Well, now we know: The bottom threshold gets moved up from 9,500 to 12,000. The next one applies all the way to 50,000; the next to 100,000 and from there on up, you're back to the 39 cent rate.
That's enough to make a difference, no question. I've had a short play with their calculator and it's very instructive indeed. They take full advantage of the opportunity to demonstrate that if you don't have kids, the Labour package gives you "Nothing". And, well, why wouldn't you? If there's one thread that's emerged from the irate bloggers of the Whitney Houston generation it's that they don't seem to care much for that old line that children are our future.
What's interesting about the Nats' own (handsomely designed, I must say ) online tax calculator, given that they have elsewhere derided Working For Families as a welfare beneficiary arrangement is that that they present its numbers alongside their own under the heading "Personal Income Tax You Get Back."
So what do the taxpayers of New Zealand stand to get back? Surprisingly similar amounts in various permutations I've tried so far when I punch in calculations for various family units with children. (UPDATE: Although thanks to Frogblog I see that you're a good deal better off with Labour at incomes in that 40-50,000 range.) Should you not have been "blessed" as they like to say in America's Bible Belt, well then you're out in the cold under Labour, but stand to pick up a thousand or two or three under National.
But there's always a but. It depends on a few things going right: they have to be able to achieve the thick end of half a billion cutting out waste, and I refer regular readers once again to the words of Graham Scott - there's some fat there, but it aint easy to get at, and you want to be careful you don't overestimate how much you'll find.
That's the first thing that has to go right.
The second is that they have to somehow find a way to make their spending promises cost a lot less than Dr Cullen says they will - roading and the parole they'll be abolishing, for starters.
The third is that they'll have to hope that by doing this, they don't give the interest rates a nudge back up and wipe out whatever gain they achieved for the hard working New Zealand taxpayer.
The fourth thing that has to go right is that they have to get an outright majority or someone other than New Zealand First to vote for this in the House.
Not forgetting they'll also need to get hold of the right kind of eye of newt.
It's all a much bigger ask because at roughly 4 billion versus 400 million, their deal ends up costing almost ten times as much as Labour's.

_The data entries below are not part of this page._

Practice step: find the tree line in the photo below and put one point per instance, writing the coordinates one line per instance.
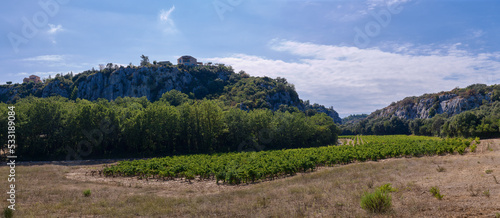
(60, 128)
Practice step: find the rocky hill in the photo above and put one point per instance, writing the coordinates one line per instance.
(452, 103)
(209, 81)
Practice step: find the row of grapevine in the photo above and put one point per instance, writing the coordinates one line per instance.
(246, 167)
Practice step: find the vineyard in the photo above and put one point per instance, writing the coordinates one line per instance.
(247, 167)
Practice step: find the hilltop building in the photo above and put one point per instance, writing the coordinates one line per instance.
(32, 78)
(188, 61)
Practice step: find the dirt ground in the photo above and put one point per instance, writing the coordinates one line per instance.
(470, 184)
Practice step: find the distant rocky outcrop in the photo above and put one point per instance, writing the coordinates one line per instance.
(452, 103)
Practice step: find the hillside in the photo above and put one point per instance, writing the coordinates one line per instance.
(208, 81)
(451, 102)
(470, 111)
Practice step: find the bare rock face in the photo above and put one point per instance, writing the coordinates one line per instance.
(55, 88)
(149, 82)
(423, 108)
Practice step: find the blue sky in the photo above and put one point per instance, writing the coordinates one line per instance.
(357, 56)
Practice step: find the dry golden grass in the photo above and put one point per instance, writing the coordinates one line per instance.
(57, 191)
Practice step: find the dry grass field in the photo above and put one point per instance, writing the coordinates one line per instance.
(52, 190)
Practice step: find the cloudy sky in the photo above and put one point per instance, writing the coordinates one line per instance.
(357, 56)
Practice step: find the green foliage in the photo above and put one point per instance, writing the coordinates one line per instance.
(86, 193)
(245, 167)
(376, 202)
(58, 128)
(436, 193)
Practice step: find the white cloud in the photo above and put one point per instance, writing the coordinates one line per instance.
(166, 22)
(357, 80)
(47, 58)
(55, 29)
(165, 15)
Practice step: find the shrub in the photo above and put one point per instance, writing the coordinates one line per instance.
(473, 192)
(435, 192)
(376, 202)
(386, 188)
(441, 169)
(486, 193)
(8, 213)
(473, 148)
(86, 193)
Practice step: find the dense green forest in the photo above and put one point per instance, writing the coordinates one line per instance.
(60, 128)
(481, 122)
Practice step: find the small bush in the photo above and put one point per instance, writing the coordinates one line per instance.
(370, 184)
(86, 193)
(386, 188)
(436, 193)
(486, 193)
(8, 213)
(441, 169)
(473, 192)
(473, 148)
(376, 202)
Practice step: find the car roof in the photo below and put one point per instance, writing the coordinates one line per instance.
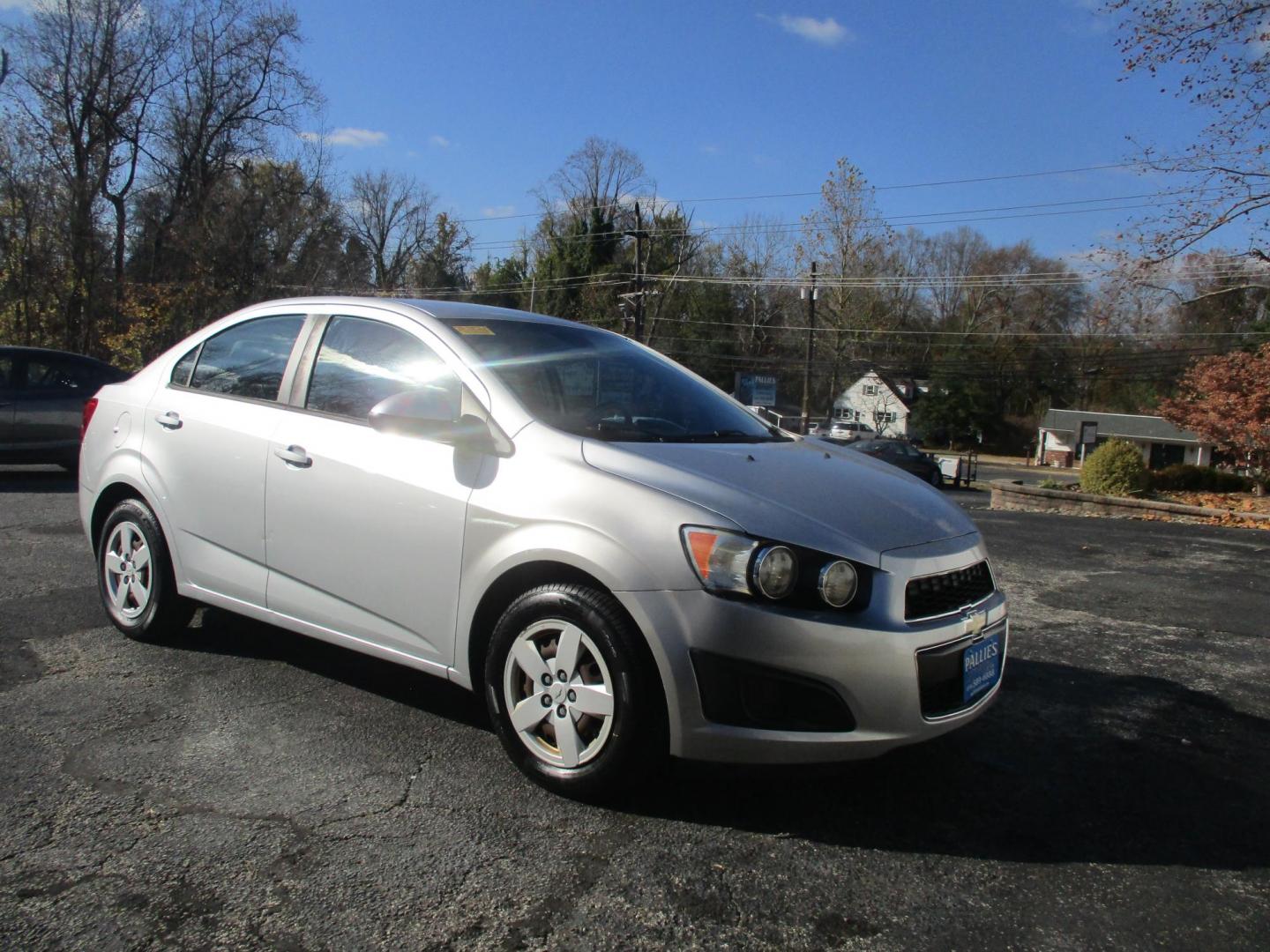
(441, 310)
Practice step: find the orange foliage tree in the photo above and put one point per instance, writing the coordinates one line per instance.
(1226, 398)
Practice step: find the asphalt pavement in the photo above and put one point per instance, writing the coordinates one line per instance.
(247, 787)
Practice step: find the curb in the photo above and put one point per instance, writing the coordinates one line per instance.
(1012, 494)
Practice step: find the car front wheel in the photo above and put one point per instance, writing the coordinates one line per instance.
(135, 576)
(569, 692)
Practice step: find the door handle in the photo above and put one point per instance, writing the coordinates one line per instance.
(295, 456)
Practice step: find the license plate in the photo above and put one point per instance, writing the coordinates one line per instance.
(981, 666)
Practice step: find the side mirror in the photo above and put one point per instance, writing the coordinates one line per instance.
(433, 415)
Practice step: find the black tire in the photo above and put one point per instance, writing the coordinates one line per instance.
(635, 746)
(163, 614)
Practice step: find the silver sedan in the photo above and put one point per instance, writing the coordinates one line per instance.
(619, 556)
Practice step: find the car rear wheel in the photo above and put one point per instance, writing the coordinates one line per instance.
(135, 576)
(571, 695)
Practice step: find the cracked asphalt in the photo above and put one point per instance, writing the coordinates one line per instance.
(247, 787)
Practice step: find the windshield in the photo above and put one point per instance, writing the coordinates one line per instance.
(598, 385)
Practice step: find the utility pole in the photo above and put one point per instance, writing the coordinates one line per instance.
(811, 351)
(639, 276)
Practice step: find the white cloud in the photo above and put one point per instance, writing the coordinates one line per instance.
(827, 32)
(346, 136)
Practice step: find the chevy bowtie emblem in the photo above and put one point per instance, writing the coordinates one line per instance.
(973, 622)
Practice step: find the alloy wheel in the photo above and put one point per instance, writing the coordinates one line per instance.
(559, 693)
(127, 570)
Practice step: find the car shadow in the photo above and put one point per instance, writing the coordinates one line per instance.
(1068, 766)
(227, 634)
(43, 479)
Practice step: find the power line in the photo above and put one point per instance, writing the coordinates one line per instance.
(938, 183)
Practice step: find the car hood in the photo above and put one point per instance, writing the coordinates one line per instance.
(839, 502)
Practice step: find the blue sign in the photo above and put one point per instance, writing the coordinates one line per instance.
(756, 389)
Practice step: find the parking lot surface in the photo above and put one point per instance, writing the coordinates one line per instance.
(247, 787)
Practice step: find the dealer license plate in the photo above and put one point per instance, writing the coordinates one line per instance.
(981, 666)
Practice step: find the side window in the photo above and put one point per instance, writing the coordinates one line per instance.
(184, 367)
(248, 360)
(362, 362)
(57, 376)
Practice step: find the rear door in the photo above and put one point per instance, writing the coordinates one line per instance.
(365, 530)
(206, 439)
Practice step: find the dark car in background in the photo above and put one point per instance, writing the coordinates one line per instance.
(905, 455)
(42, 397)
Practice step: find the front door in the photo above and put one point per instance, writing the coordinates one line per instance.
(363, 530)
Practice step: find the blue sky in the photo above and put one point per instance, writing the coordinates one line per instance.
(482, 100)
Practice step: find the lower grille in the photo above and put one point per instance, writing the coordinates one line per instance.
(747, 695)
(945, 593)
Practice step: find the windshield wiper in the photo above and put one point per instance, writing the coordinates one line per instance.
(724, 437)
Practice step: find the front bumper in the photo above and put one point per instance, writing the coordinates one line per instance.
(869, 661)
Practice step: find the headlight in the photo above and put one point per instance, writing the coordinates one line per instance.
(721, 559)
(837, 583)
(775, 571)
(728, 562)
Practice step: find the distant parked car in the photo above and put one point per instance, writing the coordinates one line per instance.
(850, 429)
(42, 397)
(906, 456)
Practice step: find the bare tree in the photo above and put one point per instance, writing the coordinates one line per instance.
(850, 242)
(594, 182)
(390, 213)
(236, 86)
(86, 71)
(1215, 54)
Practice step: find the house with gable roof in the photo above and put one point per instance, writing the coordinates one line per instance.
(882, 401)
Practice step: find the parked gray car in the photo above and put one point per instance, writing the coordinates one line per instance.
(619, 556)
(42, 397)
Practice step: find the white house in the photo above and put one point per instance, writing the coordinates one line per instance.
(1058, 441)
(883, 403)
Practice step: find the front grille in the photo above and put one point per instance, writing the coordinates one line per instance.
(945, 593)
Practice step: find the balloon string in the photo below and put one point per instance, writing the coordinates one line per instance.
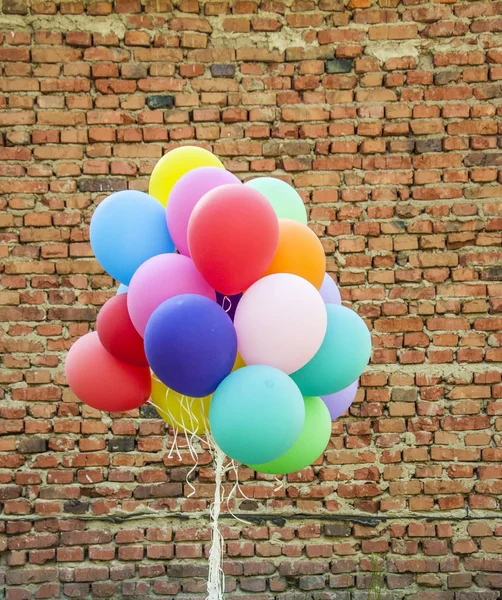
(216, 575)
(233, 492)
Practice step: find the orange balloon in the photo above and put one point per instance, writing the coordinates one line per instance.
(300, 252)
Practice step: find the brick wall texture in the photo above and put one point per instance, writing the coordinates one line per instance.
(386, 116)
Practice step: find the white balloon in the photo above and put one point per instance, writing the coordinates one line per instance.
(281, 322)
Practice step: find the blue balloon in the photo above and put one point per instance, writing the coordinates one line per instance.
(256, 414)
(190, 344)
(342, 357)
(127, 229)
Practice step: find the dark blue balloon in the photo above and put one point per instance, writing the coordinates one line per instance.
(228, 303)
(191, 344)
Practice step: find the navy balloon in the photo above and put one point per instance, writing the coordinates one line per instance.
(127, 229)
(190, 344)
(228, 303)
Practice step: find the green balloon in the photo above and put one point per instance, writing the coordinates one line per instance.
(285, 200)
(313, 439)
(342, 357)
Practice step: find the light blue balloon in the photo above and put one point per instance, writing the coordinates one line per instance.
(256, 414)
(285, 200)
(342, 357)
(127, 229)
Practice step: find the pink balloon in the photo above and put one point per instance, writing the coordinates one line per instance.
(161, 278)
(184, 196)
(281, 322)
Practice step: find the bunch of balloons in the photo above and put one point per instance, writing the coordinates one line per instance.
(224, 316)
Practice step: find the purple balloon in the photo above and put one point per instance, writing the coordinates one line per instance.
(190, 344)
(329, 291)
(186, 192)
(228, 303)
(339, 402)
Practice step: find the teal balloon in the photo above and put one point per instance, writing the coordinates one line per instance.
(127, 229)
(310, 444)
(342, 357)
(285, 200)
(256, 414)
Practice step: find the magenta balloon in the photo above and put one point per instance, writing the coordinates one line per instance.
(329, 291)
(339, 402)
(184, 196)
(161, 278)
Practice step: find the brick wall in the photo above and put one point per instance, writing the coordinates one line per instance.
(386, 116)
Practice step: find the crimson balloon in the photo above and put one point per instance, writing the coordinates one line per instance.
(102, 381)
(117, 333)
(233, 234)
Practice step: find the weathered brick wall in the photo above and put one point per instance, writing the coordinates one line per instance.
(386, 115)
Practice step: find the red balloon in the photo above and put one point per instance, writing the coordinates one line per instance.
(117, 333)
(102, 381)
(233, 234)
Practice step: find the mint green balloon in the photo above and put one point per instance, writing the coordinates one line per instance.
(342, 357)
(256, 414)
(312, 442)
(285, 200)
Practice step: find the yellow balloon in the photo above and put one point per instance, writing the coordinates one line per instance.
(173, 165)
(190, 415)
(239, 363)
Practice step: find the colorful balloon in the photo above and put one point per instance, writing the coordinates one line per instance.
(311, 443)
(159, 279)
(102, 381)
(189, 415)
(190, 344)
(228, 303)
(173, 165)
(117, 333)
(239, 363)
(339, 402)
(232, 235)
(329, 291)
(187, 191)
(299, 252)
(257, 414)
(341, 359)
(127, 229)
(281, 322)
(285, 200)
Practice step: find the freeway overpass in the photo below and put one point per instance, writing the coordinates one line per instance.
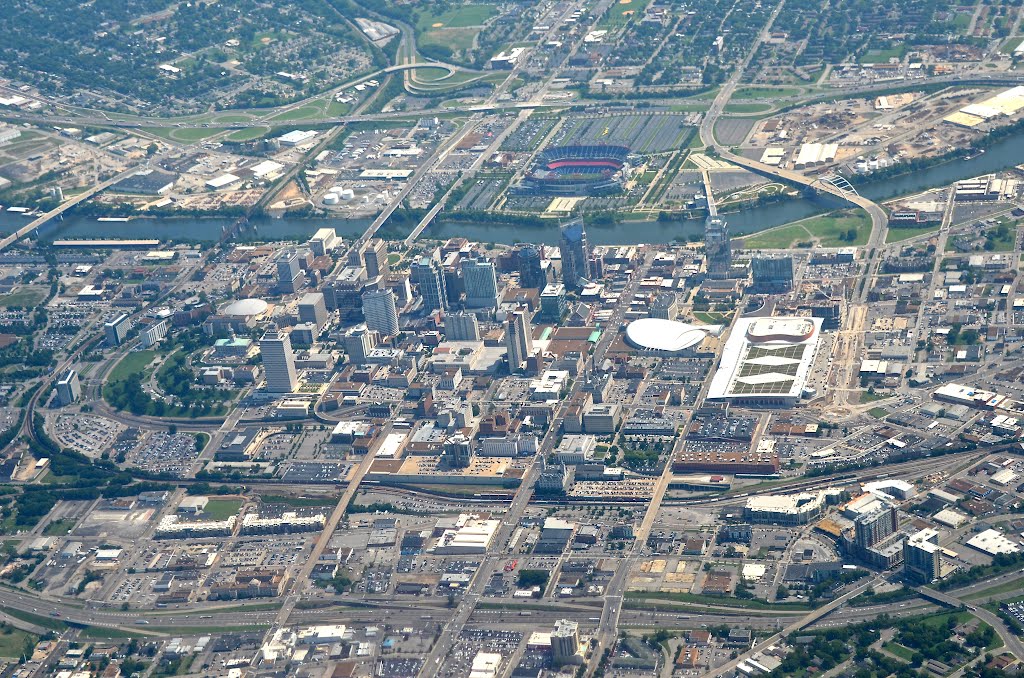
(879, 218)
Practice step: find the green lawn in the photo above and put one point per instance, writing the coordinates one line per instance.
(899, 650)
(829, 227)
(430, 74)
(711, 318)
(1007, 243)
(14, 642)
(748, 108)
(882, 55)
(190, 135)
(764, 92)
(130, 364)
(336, 109)
(1010, 45)
(248, 134)
(457, 17)
(899, 235)
(221, 509)
(303, 113)
(621, 12)
(26, 297)
(58, 527)
(456, 39)
(232, 118)
(777, 239)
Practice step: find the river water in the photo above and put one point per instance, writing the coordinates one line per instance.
(1003, 155)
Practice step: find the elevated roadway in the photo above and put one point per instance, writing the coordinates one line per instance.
(64, 207)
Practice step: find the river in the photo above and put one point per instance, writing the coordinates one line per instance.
(1003, 155)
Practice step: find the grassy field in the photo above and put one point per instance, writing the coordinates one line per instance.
(1010, 45)
(899, 650)
(711, 318)
(882, 55)
(764, 92)
(457, 39)
(221, 509)
(748, 108)
(134, 362)
(14, 641)
(899, 235)
(777, 239)
(622, 10)
(827, 228)
(232, 118)
(303, 113)
(26, 297)
(457, 17)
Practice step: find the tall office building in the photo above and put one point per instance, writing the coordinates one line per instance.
(312, 309)
(565, 642)
(665, 306)
(357, 344)
(69, 388)
(290, 277)
(462, 327)
(375, 258)
(428, 274)
(279, 362)
(481, 284)
(324, 241)
(117, 330)
(153, 334)
(922, 556)
(517, 339)
(381, 311)
(553, 304)
(871, 527)
(718, 249)
(576, 254)
(531, 273)
(772, 274)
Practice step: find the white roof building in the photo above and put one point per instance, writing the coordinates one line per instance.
(993, 543)
(665, 336)
(767, 361)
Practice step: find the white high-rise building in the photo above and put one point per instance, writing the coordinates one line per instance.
(69, 388)
(153, 334)
(381, 311)
(517, 339)
(462, 327)
(481, 284)
(312, 308)
(279, 363)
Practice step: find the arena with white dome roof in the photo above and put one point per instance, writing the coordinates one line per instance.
(246, 308)
(664, 336)
(766, 362)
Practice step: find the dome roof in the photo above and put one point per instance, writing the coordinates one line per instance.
(663, 335)
(791, 330)
(245, 307)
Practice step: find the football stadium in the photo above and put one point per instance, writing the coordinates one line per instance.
(578, 170)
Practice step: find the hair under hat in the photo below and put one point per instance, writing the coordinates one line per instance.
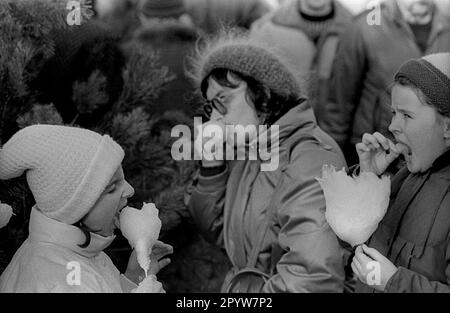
(67, 168)
(247, 56)
(430, 74)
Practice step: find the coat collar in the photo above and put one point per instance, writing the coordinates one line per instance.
(46, 230)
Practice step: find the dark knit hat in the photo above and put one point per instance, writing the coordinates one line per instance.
(162, 8)
(431, 74)
(247, 56)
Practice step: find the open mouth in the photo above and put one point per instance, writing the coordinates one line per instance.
(404, 149)
(117, 216)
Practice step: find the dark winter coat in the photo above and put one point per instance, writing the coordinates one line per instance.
(300, 252)
(415, 233)
(79, 52)
(367, 58)
(174, 42)
(210, 15)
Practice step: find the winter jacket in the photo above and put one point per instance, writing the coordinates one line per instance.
(211, 15)
(366, 60)
(415, 232)
(300, 252)
(173, 41)
(296, 39)
(50, 260)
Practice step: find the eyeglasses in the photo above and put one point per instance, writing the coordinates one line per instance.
(214, 104)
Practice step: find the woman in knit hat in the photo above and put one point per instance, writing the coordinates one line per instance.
(77, 180)
(412, 243)
(271, 222)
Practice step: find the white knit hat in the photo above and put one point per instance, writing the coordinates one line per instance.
(67, 168)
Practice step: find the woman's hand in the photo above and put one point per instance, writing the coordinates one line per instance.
(375, 153)
(158, 261)
(372, 268)
(209, 137)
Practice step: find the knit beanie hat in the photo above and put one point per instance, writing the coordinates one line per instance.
(431, 74)
(162, 8)
(248, 56)
(67, 168)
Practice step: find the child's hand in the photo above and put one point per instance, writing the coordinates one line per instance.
(376, 152)
(372, 268)
(134, 271)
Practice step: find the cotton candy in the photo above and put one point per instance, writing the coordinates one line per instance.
(149, 285)
(5, 214)
(354, 205)
(141, 228)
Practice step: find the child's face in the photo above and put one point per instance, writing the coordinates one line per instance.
(417, 128)
(100, 219)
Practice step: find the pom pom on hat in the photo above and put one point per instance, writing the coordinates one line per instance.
(67, 168)
(248, 56)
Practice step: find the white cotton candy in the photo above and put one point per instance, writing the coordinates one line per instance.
(141, 228)
(5, 214)
(354, 205)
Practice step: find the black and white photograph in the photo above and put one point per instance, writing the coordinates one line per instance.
(220, 153)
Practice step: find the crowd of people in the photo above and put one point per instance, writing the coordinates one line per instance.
(342, 90)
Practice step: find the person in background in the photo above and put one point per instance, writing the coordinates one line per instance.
(412, 243)
(366, 60)
(307, 32)
(77, 180)
(169, 30)
(212, 15)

Last year all seems a long time ago, when Dr Brash was hosing down expectations among the party faithful about any kind of tax cut in the first term. In fairly short order we've seen John Key urging an altogether more pragmatic fiscal approach, and the philosophically pure Dr Brash bending to the popular will.
Likewise, the Labour finance minister of rectitude seems to have found himself under pressure to let go of ever more money to achieve a third term for Helen Clark.
A friend in the money sector says the popular consensus amongst the traders and bankers is that John Key has a superb set of antennae but no compass. Don has one, that's for sure, but I sometimes get the feeling it's one he borrowed from ACT, and if that's so, Mr McCully and Mr Long probably keep telling him to put it away.
This close to the election, though, I think the compass has far less bearing on what happens next than the antennae. And that goes for both major parties.
In compass terms, we are actually presented with an excellent distinction now between a party that sees merit in redistribution for advancing the overall good, and a party that believes in unfettering the economy and leaving things as much as possible to market signals. Many voters dividing along those lines may well be settled on their choice already.
But in the big pool of uncommitted voters sloshing about, you have to ask: is it philosophy that will exercise them, or brute numbers? All the way back in 1975, my Granny talked to me about politics for the only time I can recall in my life. She said she would be voting for that nice Mr Muldoon, because she couldn't go past the money he was going to put in her pension. She knew exactly how much that would be. And that was without the advantage of an online calculator.